As a devoted follower of Jesus Christ, I have chosen to TRY to allow my emotions to indicate my part during a moment of feeling offended, mistreated, or corrected. So basically moments when I ‘feel’ a need to defend myself. This, for me, has been a HUGE indication that what is actually set before me is not conflict, but my next opportunity to grow in my character…if I so choose. I don’t always choose yes, but I am learning every day to be more and more accountable of me, and less worried of others, by choosing yes more frequently than no. I am learning that in these moments, rather than defending myself with words, I must surrender myself to God in prayer. It is very hard, and I don’t always get it right, but last night I had victory because of the power made available to me through Jesus Christ.
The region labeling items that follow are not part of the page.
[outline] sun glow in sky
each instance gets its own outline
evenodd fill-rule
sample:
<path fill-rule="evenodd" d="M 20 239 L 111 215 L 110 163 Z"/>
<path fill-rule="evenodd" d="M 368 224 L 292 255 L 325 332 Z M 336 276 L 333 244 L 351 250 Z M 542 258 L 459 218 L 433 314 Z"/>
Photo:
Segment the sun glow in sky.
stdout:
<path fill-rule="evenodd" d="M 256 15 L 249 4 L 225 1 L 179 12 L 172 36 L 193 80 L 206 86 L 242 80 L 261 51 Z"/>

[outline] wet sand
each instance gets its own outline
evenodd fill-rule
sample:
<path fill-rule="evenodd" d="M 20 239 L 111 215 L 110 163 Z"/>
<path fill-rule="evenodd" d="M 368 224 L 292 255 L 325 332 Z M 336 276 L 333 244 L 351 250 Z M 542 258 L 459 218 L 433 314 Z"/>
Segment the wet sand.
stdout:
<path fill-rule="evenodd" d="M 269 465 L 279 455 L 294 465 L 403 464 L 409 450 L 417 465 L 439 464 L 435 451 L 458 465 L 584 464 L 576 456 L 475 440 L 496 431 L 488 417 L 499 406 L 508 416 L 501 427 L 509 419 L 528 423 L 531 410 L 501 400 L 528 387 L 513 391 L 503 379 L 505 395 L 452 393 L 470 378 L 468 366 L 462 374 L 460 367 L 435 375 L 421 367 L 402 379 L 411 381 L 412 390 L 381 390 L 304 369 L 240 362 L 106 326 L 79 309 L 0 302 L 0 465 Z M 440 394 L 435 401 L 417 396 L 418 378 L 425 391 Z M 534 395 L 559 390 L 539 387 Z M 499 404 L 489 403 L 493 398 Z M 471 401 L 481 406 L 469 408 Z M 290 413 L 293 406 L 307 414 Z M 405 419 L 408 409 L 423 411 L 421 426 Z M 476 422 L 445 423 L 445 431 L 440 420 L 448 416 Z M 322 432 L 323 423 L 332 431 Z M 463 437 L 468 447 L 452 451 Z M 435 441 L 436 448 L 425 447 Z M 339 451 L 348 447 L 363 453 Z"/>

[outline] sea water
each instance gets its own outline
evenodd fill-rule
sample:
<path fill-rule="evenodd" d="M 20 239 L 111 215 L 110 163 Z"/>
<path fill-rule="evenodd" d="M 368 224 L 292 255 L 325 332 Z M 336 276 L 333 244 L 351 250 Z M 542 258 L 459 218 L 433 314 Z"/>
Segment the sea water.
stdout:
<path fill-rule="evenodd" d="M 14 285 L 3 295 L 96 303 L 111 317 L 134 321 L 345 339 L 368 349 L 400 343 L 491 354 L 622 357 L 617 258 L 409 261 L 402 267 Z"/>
Now, before I continue on I would like to point out that my husband is so worthy to be honored, respected, and loved. I thank God for my husband, and pray harder than ever before that He will continue to become the man God says He is, not who this world lies and says He should be. Equally, my prayer is that I continue to become the women God says I am, not who this world lies and says I should be. I do not want to be conformed to this world, but (rather) be transformed by the renewing of [my] mind. –Romans 12:2
I have found this choice to be one of the hardest choices to make. It is entirely up to us, as women and as children of God, to submit to the authorities set in place for us. One of my weaknesses is the need for control, which is fueled by my built in strong-willed personality. Last night, however, I got one step closer to putting that weakness to death as I chose to submit to my husband’s decision. I chose to yield myself by surrendering to what He felt was safest and best for our family rather than choosing defiance and fueling my need for control by doing what I wanted to do. 🙂
Ephesians 5:22-24, Wives, submit yourselves to your own husbands as you do to the Lord. For the husband is the head of the wife as Christ is the head of the church, his body, of which he is the Savior. Now, as the church submits to Christ, so also wives should submit to their husbands in everything.
Now before we get all tense with this word lets looks at its definition. Submission, by definition means the action or fact of accepting or yielding to a superior force or to the will or authority of another person. It is an act of surrendering to a hold by one’s opponent; humility; meekness. The antonym is defined as defiance or resistance. So, in other words…if we want our husbands to lead, which many of us do as followers of Christ, then we must choose to become humble, meek, and yield to the authority of our husbands. If we do not choose to surrender to the authority, or headship, that we want them to have, then we choose the opposite, which is defiance or resistance.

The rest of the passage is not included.